The Committee for Justice, a Geneva-based human rights organisation, said that the number of detainees, and those suspected of being infected with the coronavirus, had reached approximately 225 cases. Among the 193 detainees infected and suspected of being infected, the Ministry of Interior conducted PCR tests according to the protocol of the Egyptian Ministry of Health for only 29 detainees, while it conducted blood tests for 33 others, according to the organisation.

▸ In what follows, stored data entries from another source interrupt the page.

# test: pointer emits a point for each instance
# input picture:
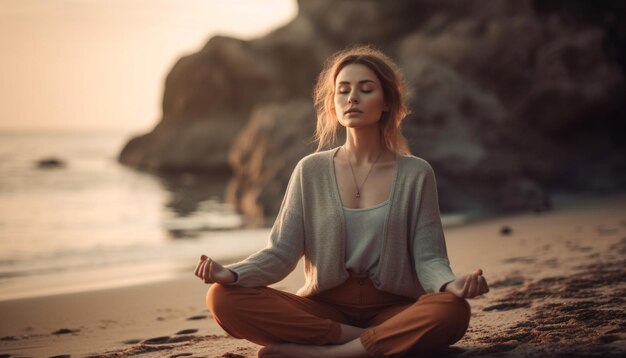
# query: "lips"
(352, 110)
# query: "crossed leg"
(290, 325)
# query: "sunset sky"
(100, 64)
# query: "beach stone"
(510, 100)
(50, 163)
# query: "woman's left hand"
(469, 286)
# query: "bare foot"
(291, 350)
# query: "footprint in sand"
(157, 340)
(181, 336)
(198, 317)
(65, 331)
(507, 306)
(186, 331)
(132, 341)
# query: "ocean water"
(96, 223)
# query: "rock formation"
(510, 99)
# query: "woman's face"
(359, 99)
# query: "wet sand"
(558, 287)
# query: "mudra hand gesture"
(212, 272)
(469, 286)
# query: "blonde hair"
(394, 92)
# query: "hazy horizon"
(75, 65)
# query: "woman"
(365, 217)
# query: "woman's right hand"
(212, 272)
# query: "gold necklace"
(358, 188)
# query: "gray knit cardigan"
(310, 222)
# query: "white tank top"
(364, 234)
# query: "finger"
(471, 291)
(207, 271)
(200, 268)
(465, 287)
(197, 271)
(484, 288)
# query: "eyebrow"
(361, 81)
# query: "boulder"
(510, 100)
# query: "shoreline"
(557, 282)
(131, 274)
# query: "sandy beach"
(558, 287)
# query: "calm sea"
(94, 223)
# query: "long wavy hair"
(394, 92)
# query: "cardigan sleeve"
(429, 247)
(285, 245)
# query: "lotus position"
(365, 217)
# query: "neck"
(364, 144)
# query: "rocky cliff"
(510, 100)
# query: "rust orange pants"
(395, 324)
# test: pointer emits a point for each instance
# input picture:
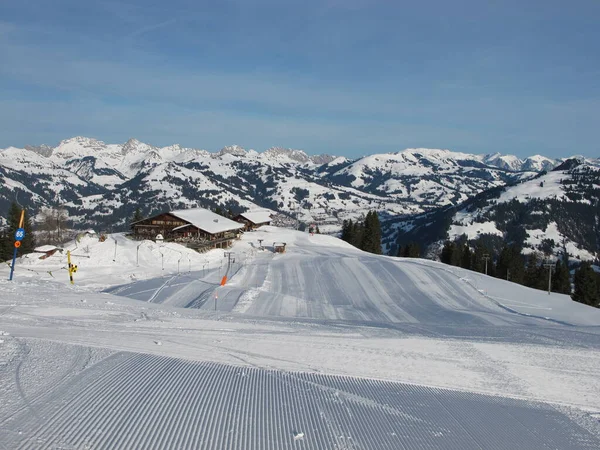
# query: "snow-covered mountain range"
(552, 213)
(102, 184)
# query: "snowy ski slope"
(322, 347)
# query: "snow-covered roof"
(257, 217)
(45, 248)
(182, 226)
(207, 220)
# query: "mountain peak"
(279, 153)
(44, 150)
(234, 150)
(135, 146)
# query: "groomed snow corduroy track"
(144, 402)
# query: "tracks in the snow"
(153, 402)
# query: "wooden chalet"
(197, 228)
(254, 219)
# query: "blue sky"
(345, 77)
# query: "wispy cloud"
(151, 28)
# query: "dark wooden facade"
(174, 229)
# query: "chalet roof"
(206, 220)
(45, 248)
(257, 217)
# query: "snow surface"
(257, 217)
(345, 349)
(207, 220)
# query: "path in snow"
(142, 401)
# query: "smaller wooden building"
(197, 228)
(254, 219)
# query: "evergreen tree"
(561, 282)
(447, 252)
(478, 261)
(371, 237)
(456, 259)
(585, 285)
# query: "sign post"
(71, 267)
(19, 235)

The organisation documented the testimony of a family member of one of the prisoners, confirming that prison departments prevent the delivery of medicine to detainees. It also quoted him as saying that this prisoner had told him that in all the prison cells he was held in there were prisoners with symptoms, but the PCR laboratory examination was not available. In the face of this, human rights organisations have expanded their campaigns to demand the release of prisoners and detainees in Egypt, under the slogan “There is an epidemic… Release the detainees.”

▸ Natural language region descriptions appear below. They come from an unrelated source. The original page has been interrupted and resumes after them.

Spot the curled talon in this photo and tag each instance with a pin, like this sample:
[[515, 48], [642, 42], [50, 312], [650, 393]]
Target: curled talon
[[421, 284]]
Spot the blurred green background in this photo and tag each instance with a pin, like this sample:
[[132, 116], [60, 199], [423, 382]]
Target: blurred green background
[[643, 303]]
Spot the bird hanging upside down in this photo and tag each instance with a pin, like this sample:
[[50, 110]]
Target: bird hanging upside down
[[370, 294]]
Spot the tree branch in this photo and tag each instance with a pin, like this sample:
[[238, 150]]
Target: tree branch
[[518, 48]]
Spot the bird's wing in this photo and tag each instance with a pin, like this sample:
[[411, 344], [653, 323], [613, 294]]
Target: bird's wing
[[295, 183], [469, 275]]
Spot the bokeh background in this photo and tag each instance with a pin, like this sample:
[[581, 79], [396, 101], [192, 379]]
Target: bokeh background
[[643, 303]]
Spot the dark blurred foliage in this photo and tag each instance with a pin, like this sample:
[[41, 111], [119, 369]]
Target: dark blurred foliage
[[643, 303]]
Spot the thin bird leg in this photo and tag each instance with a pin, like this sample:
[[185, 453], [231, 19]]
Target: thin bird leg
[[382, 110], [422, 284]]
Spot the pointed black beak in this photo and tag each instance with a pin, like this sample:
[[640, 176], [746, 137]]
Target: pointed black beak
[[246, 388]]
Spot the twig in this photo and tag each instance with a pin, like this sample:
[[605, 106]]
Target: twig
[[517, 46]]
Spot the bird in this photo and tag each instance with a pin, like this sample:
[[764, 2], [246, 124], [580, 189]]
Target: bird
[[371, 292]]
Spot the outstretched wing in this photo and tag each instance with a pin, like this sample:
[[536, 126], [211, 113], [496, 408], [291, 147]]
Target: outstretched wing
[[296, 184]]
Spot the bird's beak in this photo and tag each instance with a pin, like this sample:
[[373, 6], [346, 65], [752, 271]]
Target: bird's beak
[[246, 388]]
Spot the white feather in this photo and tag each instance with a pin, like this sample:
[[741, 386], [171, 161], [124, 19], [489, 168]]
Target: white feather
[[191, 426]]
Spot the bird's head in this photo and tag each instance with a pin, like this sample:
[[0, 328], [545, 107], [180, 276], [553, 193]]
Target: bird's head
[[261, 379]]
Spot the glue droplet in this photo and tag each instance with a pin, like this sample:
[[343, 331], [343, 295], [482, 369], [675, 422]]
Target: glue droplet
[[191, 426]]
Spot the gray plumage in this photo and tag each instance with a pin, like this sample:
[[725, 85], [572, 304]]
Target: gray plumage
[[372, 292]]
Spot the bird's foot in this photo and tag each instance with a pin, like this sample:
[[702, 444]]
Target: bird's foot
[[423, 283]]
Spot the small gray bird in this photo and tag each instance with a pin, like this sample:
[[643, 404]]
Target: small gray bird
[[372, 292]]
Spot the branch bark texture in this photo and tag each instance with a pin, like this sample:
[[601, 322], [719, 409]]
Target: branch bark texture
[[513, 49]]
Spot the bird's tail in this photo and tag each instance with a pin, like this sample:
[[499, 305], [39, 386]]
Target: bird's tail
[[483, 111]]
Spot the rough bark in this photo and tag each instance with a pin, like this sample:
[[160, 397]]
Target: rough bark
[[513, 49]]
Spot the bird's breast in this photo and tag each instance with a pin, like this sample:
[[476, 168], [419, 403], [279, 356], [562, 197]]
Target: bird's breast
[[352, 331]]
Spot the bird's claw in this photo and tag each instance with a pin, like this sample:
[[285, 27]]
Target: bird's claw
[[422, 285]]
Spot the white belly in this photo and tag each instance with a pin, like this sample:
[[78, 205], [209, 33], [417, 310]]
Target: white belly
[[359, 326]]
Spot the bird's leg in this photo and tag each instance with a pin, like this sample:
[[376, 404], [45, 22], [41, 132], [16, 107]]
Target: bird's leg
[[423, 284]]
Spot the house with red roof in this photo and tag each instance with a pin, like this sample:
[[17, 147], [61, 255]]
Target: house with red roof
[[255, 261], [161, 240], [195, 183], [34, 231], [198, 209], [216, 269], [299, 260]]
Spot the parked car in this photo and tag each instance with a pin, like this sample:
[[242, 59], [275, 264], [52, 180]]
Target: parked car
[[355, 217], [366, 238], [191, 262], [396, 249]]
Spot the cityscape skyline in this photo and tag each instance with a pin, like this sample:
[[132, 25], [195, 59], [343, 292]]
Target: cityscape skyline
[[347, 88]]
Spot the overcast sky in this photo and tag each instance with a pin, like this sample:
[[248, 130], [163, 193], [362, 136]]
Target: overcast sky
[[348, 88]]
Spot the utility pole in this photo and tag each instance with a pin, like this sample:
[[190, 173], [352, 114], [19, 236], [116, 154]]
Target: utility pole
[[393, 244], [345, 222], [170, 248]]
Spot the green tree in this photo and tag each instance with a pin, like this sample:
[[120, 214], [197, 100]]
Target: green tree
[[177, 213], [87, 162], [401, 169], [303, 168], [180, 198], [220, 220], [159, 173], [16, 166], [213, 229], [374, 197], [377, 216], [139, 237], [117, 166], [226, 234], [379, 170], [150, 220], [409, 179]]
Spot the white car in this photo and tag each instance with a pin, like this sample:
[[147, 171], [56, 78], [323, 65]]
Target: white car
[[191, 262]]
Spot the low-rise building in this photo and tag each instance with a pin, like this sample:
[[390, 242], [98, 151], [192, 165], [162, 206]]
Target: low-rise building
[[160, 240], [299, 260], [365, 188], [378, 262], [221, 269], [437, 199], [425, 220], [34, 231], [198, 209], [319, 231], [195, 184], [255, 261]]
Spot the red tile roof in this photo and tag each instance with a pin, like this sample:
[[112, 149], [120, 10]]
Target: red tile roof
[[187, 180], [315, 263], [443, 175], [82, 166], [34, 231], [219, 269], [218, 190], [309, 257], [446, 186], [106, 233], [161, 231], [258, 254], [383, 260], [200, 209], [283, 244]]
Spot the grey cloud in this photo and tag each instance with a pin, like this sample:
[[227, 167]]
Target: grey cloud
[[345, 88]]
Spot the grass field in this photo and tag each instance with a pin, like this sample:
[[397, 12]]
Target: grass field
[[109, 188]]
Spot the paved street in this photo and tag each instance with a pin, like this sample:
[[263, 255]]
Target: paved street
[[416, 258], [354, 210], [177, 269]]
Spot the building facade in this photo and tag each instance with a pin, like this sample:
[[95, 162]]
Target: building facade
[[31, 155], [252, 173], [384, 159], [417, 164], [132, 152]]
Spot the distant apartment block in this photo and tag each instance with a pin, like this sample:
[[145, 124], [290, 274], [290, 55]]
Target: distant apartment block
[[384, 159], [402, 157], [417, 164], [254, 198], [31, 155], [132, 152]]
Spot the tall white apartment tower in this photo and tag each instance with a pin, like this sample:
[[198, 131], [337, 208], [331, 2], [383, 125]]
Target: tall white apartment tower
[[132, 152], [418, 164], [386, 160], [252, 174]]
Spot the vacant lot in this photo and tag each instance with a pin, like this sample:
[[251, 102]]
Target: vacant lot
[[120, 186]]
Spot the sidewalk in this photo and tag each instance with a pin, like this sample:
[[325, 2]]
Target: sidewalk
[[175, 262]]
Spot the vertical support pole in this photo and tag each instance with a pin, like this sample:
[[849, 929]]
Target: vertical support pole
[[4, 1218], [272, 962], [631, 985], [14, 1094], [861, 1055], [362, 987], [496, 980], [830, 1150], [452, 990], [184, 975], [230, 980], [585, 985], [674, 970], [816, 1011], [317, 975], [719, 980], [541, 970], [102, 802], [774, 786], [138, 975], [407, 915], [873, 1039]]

These campaigns demand Egypt do what the other countries Iran, Germany, and Canada have done and release tens of thousands of detainees in fear of the spread of coronavirus inside its prisons. The former presidential candidate Hamdeen Sabahi, and leftist and Islamist political currents, participated in this campaign, stressing that there is no longer any rationale for continuing to imprison anyone amid the pandemic. Journalist Ikram Youssef, the mother of detained political activist Ziyad al-Alimi, said: “Coronavirus will not differentiate between an officer and a prisoner … Egypt’s interest is more important than lust for revenge against the revolutionaries,” referring to the January 2011 revolution.

The number of prisons in Egypt is 68, of which 26 were established after the arrival of the Egyptian General Abdel Fattah al-Sisi to power. A few days ago, human rights activists and Egyptian regional and international civil society organisations addressed a call to the International Committee of the Red Cross and the World Health Organisation, in order to push them to exchange official correspondence with the Egyptian government, in order to develop preventive frameworks for detainees and prisoners against the spread of coronavirus.

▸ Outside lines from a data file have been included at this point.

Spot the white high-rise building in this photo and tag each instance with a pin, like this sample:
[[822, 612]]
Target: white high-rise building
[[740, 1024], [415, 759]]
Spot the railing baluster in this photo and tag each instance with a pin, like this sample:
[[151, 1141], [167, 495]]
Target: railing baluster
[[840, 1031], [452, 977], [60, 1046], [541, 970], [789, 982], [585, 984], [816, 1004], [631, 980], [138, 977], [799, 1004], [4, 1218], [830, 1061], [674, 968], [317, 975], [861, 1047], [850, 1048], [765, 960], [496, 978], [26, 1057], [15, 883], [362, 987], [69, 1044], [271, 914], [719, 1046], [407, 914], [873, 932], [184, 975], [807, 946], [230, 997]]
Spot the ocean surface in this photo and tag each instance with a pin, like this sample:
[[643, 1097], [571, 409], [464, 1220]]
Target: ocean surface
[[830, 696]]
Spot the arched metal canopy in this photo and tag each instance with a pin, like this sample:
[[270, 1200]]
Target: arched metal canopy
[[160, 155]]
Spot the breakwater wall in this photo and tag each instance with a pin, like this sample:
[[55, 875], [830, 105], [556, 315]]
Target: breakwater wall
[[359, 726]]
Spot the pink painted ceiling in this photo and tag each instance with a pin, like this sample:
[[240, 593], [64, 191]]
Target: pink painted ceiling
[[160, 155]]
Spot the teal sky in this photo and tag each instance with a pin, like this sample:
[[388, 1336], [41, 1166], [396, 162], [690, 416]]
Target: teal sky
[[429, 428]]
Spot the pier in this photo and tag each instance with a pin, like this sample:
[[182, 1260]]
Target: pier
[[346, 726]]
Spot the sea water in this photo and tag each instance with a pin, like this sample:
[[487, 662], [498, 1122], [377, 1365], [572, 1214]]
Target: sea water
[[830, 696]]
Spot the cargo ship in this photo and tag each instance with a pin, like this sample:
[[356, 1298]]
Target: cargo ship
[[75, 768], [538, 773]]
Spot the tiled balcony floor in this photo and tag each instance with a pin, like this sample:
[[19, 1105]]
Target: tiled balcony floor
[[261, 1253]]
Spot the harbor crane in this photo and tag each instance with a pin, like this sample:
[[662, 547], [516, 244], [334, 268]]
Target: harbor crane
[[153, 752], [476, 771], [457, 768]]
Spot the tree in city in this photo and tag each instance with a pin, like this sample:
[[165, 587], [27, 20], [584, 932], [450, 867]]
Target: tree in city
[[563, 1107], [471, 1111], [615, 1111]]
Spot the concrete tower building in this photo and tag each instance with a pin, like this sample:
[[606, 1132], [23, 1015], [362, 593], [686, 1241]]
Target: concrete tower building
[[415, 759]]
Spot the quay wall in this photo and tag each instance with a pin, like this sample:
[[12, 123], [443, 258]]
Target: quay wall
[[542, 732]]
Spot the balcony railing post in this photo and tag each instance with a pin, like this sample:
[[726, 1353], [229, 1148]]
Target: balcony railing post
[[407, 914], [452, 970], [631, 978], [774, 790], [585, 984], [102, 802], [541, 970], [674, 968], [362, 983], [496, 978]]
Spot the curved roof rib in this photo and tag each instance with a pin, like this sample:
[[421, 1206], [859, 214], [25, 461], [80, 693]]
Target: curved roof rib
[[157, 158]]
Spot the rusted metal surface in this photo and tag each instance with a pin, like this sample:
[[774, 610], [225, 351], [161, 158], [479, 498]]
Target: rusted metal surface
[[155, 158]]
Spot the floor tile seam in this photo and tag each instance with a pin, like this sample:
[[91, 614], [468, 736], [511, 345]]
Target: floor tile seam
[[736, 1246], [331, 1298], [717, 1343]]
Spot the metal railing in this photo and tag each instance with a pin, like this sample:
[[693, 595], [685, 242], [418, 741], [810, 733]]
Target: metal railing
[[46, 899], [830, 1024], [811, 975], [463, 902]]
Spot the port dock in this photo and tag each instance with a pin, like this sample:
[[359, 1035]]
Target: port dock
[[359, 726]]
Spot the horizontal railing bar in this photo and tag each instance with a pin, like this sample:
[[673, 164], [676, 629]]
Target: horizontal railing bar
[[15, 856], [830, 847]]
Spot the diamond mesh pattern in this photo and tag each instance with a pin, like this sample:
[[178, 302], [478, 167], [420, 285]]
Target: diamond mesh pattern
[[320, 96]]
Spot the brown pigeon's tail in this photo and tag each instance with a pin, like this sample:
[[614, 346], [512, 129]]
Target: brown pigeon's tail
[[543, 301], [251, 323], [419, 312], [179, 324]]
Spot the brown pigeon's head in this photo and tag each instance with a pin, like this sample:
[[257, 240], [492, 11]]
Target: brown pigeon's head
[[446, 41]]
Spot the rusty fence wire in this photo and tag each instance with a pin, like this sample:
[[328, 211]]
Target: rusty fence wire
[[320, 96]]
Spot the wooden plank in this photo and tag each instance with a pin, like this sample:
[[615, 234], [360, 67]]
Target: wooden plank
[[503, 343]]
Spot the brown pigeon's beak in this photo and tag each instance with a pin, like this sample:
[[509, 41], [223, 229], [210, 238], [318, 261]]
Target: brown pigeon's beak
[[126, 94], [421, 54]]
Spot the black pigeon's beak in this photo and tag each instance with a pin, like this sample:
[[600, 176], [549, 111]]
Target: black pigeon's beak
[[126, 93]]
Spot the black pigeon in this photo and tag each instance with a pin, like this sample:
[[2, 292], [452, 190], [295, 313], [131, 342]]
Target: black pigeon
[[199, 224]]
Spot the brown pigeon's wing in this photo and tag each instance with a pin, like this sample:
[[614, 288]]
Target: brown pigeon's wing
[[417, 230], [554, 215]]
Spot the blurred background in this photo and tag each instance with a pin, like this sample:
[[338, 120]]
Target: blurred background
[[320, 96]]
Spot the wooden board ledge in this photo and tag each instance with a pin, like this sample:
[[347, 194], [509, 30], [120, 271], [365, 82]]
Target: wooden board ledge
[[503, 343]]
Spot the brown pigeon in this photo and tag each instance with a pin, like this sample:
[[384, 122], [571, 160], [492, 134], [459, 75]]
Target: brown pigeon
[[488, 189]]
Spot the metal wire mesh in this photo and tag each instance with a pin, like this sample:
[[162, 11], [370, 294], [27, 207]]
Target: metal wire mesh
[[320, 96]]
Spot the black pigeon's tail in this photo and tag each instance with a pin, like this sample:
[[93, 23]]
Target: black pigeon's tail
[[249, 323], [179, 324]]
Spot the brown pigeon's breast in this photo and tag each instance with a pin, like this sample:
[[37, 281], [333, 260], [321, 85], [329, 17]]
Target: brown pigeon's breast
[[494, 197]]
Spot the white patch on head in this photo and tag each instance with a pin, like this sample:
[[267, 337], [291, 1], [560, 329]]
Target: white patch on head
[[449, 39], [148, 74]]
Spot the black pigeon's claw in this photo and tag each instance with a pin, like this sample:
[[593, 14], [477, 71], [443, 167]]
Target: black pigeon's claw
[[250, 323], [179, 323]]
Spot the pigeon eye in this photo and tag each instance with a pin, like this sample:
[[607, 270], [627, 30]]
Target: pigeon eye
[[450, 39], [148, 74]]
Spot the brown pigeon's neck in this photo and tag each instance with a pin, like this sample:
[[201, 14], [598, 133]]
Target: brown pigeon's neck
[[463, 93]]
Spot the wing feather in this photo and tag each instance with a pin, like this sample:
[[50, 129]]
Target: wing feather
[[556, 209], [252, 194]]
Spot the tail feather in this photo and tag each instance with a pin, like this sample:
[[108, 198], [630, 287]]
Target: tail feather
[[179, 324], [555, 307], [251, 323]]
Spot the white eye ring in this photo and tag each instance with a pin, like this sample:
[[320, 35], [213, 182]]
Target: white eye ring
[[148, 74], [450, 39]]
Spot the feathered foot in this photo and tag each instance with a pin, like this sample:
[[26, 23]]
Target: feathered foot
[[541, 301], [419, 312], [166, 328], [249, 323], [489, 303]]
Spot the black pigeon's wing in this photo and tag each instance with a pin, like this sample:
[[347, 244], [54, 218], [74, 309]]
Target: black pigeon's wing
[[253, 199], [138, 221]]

Human rights organisations also launched a petition to request the Egyptian authorities to release political detainees in addition to the elderly and those suffering from chronic diseases. These claims come amid increasing concerns for the families of prisoners, in light of the authorities’ decision to suspend visits to all prisons, claiming that “the health of inmates, prisoners and their families” is taken care of by this decision.

“Instead of providing adequate medical care and health measures to prevent the outbreak of the coronavirus, the Egyptian government is trying to obscure a serious health crisis in prisons,” says Joe Stork, deputy director of the Middle East and North Africa division at Human Rights Watch. “The prisoners, their families, and the Egyptian people deserve to know the health risks they face and what the government is doing to deal with these risks,” Stork said. He added: “It is necessary for Egypt to tackle the spread of the virus by accelerating the release of prisoners.”

Amnesty International had previously called at the end of last April on the Egyptian authorities to reduce the number of prisoners, (by releasing some of them) especially children, and activists, and also called for the protection of the most vulnerable prisoners, amid increasing fears of an outbreak of coronavirus in the overcrowded Egyptian prisons.

The number of prisoners and detainees in Egypt ranges between 110,000 to 140,000 prisoners and detainees, among whom at least 26,000 are on remand on pending cases. No judicial rulings have been issued against them, according to media reports. Overcrowding in prisons ranges between 160 per cent in prisons and 300 per cent in police detention centres, according to an official report issued in 2016 by the National Council for Human Rights.